Wednesday, August 12, 2009

Ore From Last Uranium Boom Still Scattered on Colorado Land


Herald Denver Bureau

Tuesday, August 11, 2009

PARADOX - From the road, it looks like a pile of gray rocks. But a closer inspection reveals flakes of yellow and lime green - telltale signs of uranium ore.

The pile and others like it make up some of the 5,000 tons of uranium ore that remains on the surface from Colorado's last boom, according to a Department of Energy environmental study.

Five thousand tons of rock is only a few months of production from a mid-sized mine, but it's enough to concern Travis Stills, a Durango lawyer leading the legal challenge to the Energy department's plan to lease Colorado land for uranium mining.

The Office of Legacy Management, which issues leases on federal uranium lands, cleaned up all its old mine sites by 2001, according to court filings by Andrew Smith, a Justice department lawyer who is representing the OLM.

Piles of waste rock at uranium mines could cause trouble if water runs off them into creeks, said Angelique Diaz, an environmental engineer for the Environmental Protection Agency's Denver office. The piles are radioactive and give off radon gas, but not in significant quantities, Diaz said.

The Colorado Division of Reclamation, Mining and Safety cleans mines that were abandoned before 1977, using mostly federal dollars but also money from state taxes on gas, oil and coal production.

With 17,000 abandoned mines in Colorado, the priority goes to open mine shafts that might be dangerous for hikers, said Loretta Pineda, director of the abandoned mines program.

"I do have some environmental funding, but it's pretty limited," Pineda said.

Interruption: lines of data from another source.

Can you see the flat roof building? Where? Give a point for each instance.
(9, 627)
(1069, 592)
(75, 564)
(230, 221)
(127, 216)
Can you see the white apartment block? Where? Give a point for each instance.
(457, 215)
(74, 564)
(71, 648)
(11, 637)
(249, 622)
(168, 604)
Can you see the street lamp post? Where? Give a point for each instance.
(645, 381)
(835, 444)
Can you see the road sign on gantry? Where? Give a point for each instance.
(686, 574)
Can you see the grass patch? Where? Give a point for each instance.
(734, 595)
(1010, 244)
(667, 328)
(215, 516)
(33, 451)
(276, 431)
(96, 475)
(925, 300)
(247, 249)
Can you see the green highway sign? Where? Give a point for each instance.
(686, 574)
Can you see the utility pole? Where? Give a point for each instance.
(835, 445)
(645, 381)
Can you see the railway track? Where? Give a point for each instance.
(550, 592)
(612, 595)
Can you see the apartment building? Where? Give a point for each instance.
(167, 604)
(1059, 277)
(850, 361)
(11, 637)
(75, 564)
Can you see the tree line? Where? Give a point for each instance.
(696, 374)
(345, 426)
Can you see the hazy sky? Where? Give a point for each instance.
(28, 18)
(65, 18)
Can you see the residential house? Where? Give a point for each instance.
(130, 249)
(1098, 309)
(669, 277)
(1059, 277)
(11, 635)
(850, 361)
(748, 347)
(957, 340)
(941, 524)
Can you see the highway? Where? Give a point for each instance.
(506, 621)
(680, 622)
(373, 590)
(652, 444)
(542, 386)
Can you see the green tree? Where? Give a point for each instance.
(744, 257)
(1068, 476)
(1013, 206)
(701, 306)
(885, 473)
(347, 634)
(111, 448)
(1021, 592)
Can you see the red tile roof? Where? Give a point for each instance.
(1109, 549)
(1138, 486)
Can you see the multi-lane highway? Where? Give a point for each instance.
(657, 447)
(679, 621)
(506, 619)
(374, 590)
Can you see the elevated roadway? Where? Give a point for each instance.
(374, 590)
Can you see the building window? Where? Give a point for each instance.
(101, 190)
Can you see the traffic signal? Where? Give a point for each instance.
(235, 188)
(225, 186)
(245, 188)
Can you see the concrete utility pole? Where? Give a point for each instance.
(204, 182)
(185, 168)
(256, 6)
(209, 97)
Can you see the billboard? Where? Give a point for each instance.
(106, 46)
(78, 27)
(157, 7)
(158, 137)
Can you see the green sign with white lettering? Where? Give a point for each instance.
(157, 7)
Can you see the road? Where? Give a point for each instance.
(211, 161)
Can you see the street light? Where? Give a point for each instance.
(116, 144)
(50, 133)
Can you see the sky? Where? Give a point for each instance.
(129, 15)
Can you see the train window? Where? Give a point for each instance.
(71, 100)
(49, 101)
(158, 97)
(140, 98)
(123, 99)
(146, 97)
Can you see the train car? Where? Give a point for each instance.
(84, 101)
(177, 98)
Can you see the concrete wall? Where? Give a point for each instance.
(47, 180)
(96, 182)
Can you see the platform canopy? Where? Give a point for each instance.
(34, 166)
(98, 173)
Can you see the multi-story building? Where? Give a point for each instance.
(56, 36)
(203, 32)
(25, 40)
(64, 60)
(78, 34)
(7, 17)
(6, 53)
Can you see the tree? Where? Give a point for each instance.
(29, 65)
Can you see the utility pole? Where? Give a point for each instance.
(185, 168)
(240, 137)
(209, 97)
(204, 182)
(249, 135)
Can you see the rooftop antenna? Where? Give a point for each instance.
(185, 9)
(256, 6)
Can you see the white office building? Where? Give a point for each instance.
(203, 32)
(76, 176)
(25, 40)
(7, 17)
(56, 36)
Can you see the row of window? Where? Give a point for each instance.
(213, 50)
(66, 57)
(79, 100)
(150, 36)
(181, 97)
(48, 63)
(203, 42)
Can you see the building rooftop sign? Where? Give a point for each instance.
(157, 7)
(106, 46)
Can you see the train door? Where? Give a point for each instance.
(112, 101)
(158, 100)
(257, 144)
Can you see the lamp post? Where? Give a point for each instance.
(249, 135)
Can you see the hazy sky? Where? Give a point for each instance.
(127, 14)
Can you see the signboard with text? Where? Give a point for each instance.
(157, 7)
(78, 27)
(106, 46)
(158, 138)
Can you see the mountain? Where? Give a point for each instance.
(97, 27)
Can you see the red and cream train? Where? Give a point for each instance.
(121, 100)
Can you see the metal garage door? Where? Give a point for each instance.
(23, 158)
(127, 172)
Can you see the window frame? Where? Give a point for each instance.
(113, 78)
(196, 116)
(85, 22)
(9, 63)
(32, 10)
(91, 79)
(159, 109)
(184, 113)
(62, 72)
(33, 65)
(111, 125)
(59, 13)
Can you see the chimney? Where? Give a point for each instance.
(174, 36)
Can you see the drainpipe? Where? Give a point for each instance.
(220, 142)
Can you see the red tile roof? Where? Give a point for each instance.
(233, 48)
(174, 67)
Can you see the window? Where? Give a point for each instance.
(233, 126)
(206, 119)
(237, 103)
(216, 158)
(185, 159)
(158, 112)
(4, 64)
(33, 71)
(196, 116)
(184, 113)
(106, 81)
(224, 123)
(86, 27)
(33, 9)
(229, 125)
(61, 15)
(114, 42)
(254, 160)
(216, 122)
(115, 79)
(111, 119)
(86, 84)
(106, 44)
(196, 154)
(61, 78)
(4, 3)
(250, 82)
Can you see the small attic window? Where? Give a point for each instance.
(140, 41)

The BLM has asked the state to put several old mines in the Paradox Valley on its list, Pineda said. She had a project on tap near Uravan a few years ago, but it was put on hold when people started staking claims in the area. Anyone who opened a new mine would have to clean up the old pollution first.

For Stills, the cleanup of the old mines should happen now.

"Five thousand tons of uranium ore sitting on the surface should be somebody's priority," he said.